ThinkLab will also be able to answer any written audit questions from the customer under the provision that the customer shall not be able to exercise this right more than once in the year. However, if a supervisory authority directly requires an audit, ThinkLab will always help the customer deal with the request and arrange the audit.

Liability:

Any claim against one party by the other in relation to the contract’s breach, negligence, breach of a statutory duty, or other breach regarding these terms and conditions will be limited as provided in the principal agreement.

General:

So too shall the Principal Agreement be governed by these terms and conditions, except where processing of EU residents or citizens’ data is involved or the Principle Agreement's jurisdiction is not governed by the law of a member state. If this is so, the laws of the Republic of Ireland will be presumed to govern the situation. These terms and conditions, and the terms of the principal agreement mentioned hereinabove, contain the entire understanding of the parties on the matters dealt with in this agreement.

Schedule: Security Measures

This schedule describes the technical and organizational security measures implemented by ThinkLab as the processor:

  1. Secure User Authentication Protocols: This involves moderating the user identification and other identification codes, utilizing proper methods of assigning and selecting passwords (or employing two-factor authentication), making sure that the data security passwords are stored properly, restricting the access of the personal information records to only the personnel who are authorized, and making sure that there are proper identification and passwords to maintain the strengths of the access control.

  2. Encryption of Transmitted Data: To the extent that is technologically possible, ThinkLab also practices encryption of all the records and files, which contain personal information, that are shared over the internet, as well as data that is transmitted using wireless networks.

  3. Monitoring Systems: Also, reasonable monitoring at ThinkLab is put in place to identify persons who might have accessed or are accessing personal information in an unauthorized manner.

  4. Encryption of Data on Portable Devices: When it comes to the storage of personal information on laptops or any other portable equipment, all information is encrypted.

  5. Operating System Security Patches: ThinkLab procures rather relevant security updates for the operating systems of the systems that are linked to the internet to keep the integrity of personal information intact.

  6. Security Agent Software: The protective aspects of ThinkLab’s environment also include reasonably current malware protection software and patches, virus definitions, and up-to-date regular security updates.
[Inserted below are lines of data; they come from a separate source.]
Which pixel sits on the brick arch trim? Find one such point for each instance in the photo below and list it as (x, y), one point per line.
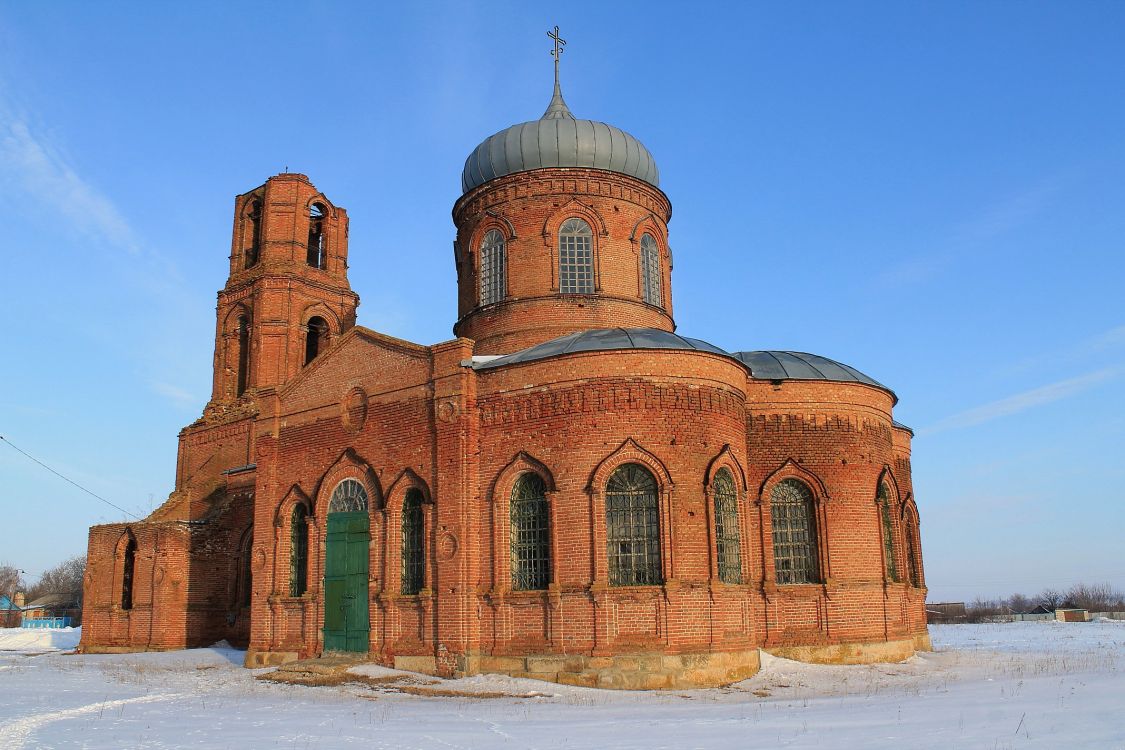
(520, 464)
(629, 452)
(577, 209)
(725, 458)
(349, 466)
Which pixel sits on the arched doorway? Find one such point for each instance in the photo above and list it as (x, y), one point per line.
(347, 625)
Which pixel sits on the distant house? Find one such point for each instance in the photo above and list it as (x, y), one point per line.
(54, 611)
(10, 612)
(945, 612)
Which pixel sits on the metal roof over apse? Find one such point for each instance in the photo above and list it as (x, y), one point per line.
(800, 366)
(558, 139)
(601, 340)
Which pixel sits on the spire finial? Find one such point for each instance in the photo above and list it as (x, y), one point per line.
(557, 109)
(557, 52)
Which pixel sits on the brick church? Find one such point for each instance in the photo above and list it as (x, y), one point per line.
(568, 489)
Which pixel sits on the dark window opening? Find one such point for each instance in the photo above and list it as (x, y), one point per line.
(317, 255)
(531, 556)
(632, 527)
(127, 570)
(413, 547)
(253, 252)
(884, 511)
(794, 533)
(316, 339)
(298, 551)
(727, 534)
(243, 354)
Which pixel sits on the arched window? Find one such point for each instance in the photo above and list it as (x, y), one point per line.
(632, 527)
(576, 258)
(243, 354)
(413, 542)
(298, 551)
(348, 497)
(317, 255)
(244, 587)
(128, 567)
(316, 337)
(794, 533)
(254, 218)
(727, 536)
(492, 268)
(912, 547)
(650, 270)
(883, 499)
(531, 557)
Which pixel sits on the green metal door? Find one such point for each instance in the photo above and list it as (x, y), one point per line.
(345, 615)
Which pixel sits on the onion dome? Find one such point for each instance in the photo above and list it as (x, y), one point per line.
(558, 138)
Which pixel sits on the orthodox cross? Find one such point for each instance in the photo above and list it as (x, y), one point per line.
(559, 43)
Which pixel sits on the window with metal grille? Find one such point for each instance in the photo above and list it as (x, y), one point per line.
(127, 569)
(632, 527)
(650, 270)
(348, 497)
(413, 548)
(531, 552)
(576, 258)
(298, 551)
(883, 499)
(794, 533)
(911, 527)
(727, 535)
(492, 268)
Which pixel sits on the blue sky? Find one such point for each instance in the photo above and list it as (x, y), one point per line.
(932, 192)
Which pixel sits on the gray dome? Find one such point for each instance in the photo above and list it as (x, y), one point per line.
(558, 139)
(602, 340)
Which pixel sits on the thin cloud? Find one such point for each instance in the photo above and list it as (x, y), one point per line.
(1023, 401)
(30, 165)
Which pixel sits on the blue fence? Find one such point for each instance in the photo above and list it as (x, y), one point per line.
(47, 622)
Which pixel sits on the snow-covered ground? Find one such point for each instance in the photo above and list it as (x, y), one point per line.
(1001, 686)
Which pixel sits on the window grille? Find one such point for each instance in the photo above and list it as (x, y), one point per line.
(632, 527)
(127, 570)
(531, 556)
(794, 533)
(413, 548)
(492, 268)
(727, 535)
(912, 551)
(650, 270)
(298, 551)
(348, 497)
(576, 258)
(882, 497)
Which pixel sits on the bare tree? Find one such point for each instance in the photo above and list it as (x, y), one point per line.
(64, 578)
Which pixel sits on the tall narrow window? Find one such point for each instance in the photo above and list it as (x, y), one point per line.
(531, 557)
(727, 536)
(254, 219)
(576, 258)
(912, 547)
(650, 270)
(883, 499)
(316, 337)
(632, 527)
(243, 354)
(413, 547)
(245, 570)
(128, 567)
(492, 268)
(794, 533)
(298, 551)
(317, 256)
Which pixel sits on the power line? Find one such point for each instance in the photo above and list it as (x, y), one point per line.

  7. Employee Training: At ThinkLab, there is more awareness created about the usage of computer security systems and personal information security among the employees of the firm.

  8. Permitted Purpose: The personal data that may be processed under the Permitted Purpose includes information about ThinkLab’s customers in order to provide ThinkLab Cloud LIS and SaaS services. This processing is completed in compliance with the terms and conditions specified in the principal agreement and is executed based on the customer’s request.